3. Tumour volume was measured once per week. The scatter plot shows the tumour volume for each mouse at day 8 and Day 17.

Figure 8. Disruption of IKKβ/NF-κB compromises drug-induced senescence

1. Hs294T cells were transfected with IKKβ siRNA, and knockdown of IKKβ verified by Western blot. siRNA control or siIKKβ transfected cells were treated with 1 µM MLN8237 for 5 days, and senescence was evaluated by β-galactosidase staining.

2. Hs294T and SK-Mel-28 cells were treated with the IKKβ inhibitor BMS-345541 (10 µM) for 48 h, and the level of p-p65 and p65 were analysed by Western blot.

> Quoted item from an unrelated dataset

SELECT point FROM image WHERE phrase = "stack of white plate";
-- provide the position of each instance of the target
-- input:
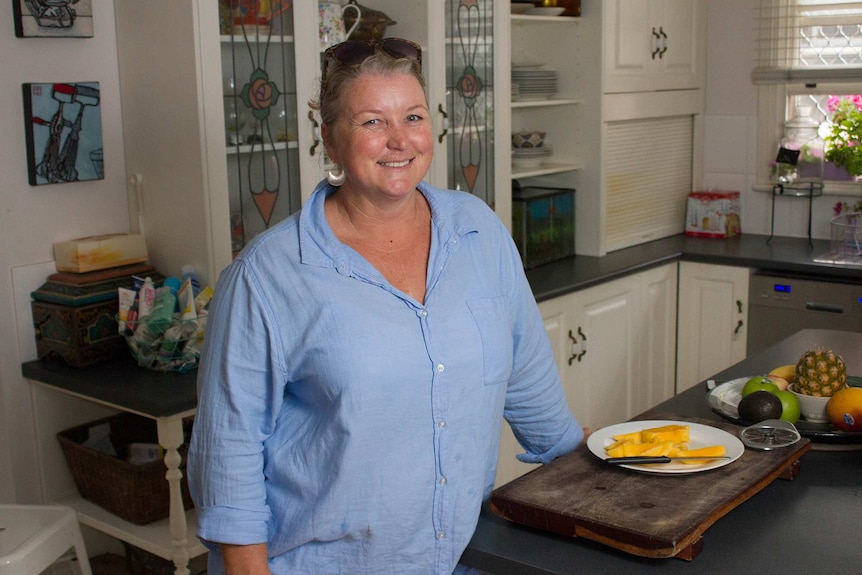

3. Hs294T cells were treated with 1 µM MLN8237 with or without 10 µM BMS-34554 for 5 days. After treatment, viable cells were counted and 5 × 10⁵ cells were seeded into 10-cm plates in DMEM F-12 with 10% FBS. Once cells attached, serum-containing medium was replaced with serum-free medium and cells were cultured overnight. Cytokine secretion into the medium was assayed by cytokine array.

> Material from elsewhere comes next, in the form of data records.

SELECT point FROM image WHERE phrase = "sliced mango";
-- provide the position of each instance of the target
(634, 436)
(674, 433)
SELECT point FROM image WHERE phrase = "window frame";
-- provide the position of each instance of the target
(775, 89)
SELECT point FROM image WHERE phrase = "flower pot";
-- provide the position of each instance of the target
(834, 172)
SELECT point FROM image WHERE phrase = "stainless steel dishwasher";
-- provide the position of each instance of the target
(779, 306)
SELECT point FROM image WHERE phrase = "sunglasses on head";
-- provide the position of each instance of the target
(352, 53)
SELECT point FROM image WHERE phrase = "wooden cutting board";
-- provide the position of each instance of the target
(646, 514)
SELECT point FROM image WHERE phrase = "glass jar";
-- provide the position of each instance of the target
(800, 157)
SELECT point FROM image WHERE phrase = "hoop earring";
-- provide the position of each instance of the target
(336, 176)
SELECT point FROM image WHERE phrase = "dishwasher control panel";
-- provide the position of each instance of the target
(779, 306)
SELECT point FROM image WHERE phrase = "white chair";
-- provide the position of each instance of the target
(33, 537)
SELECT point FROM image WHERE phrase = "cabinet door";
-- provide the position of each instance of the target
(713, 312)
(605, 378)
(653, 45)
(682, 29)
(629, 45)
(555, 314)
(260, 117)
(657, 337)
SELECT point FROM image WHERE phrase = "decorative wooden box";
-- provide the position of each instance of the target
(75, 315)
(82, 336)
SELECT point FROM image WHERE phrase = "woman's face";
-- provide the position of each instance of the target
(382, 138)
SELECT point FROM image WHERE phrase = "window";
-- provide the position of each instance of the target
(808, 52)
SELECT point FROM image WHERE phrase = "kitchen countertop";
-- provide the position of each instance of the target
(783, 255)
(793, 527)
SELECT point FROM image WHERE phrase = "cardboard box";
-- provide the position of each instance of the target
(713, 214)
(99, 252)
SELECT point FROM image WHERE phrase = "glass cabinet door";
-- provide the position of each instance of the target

4. Hs294T and SK-Mel-28 cells were treated with 10 µM BMS-345541, 1 µM MLN8237, or both for 2 days and DNA content was examined by FACS.

5. Hs294T and SK-Mel-28 cells were treated with 10 µM BMS-345541, 1 µM MLN8237, or both for 5 days. After treatment, senescence was evaluated by β-galactosidase staining.

6. Hs294T and SK-Mel-28 cells were treated with 10 µM BMS-345541, 1 µM MLN8237, or both for 5 days, and the viable cells were counted using a haemocytometer. Data indicate mean values ± SD (n = 3). With the exception of Fig 8C, all experiments were performed in triplicate with high reproducibility and representative experiments are shown.

Figure 9. Combination of IKKβ/NF-κB inhibitor (BMS345541) and AURKA inhibitor (MLN8237) does not produce a synergistic inhibitory effect on tumour growth

1. A. Patient tumour tissues (V32) were implanted subcutaneously into nude mice. After 1 week, tumour-bearing mice received daily oral doses of BMS-345541 (100 mg/kg) or MLN8237 (30 mg/kg) or both. Mean tumour volumes ± SEM are shown (n = 5).

2. B. H&E staining of the V32 patient tumours from mice treated with vehicle, BMS345541, MLN8237, or both BMS345541 and MLN8237.

3. C,D. Hs294T melanoma cells were injected subcutaneously into nude mice (2 × 10⁶ cells per mouse). After 1 week, tumour-bearing mice received daily oral doses of BMS-345541 [100 mg/kg (C) or 75 mg/kg (D)] or MLN8237 (30 mg/kg) or 30 mg/kg MLN8237 combined with 100 mg/kg BMS345541 (C) or 75 mg/kg BMS345541 (D). Mean tumour volumes ± SEM are shown. (n = 5).

4. E. Diagrammatic representation of the proposed model of MLN8237-induced senescence and senescence surveillance by immune cells.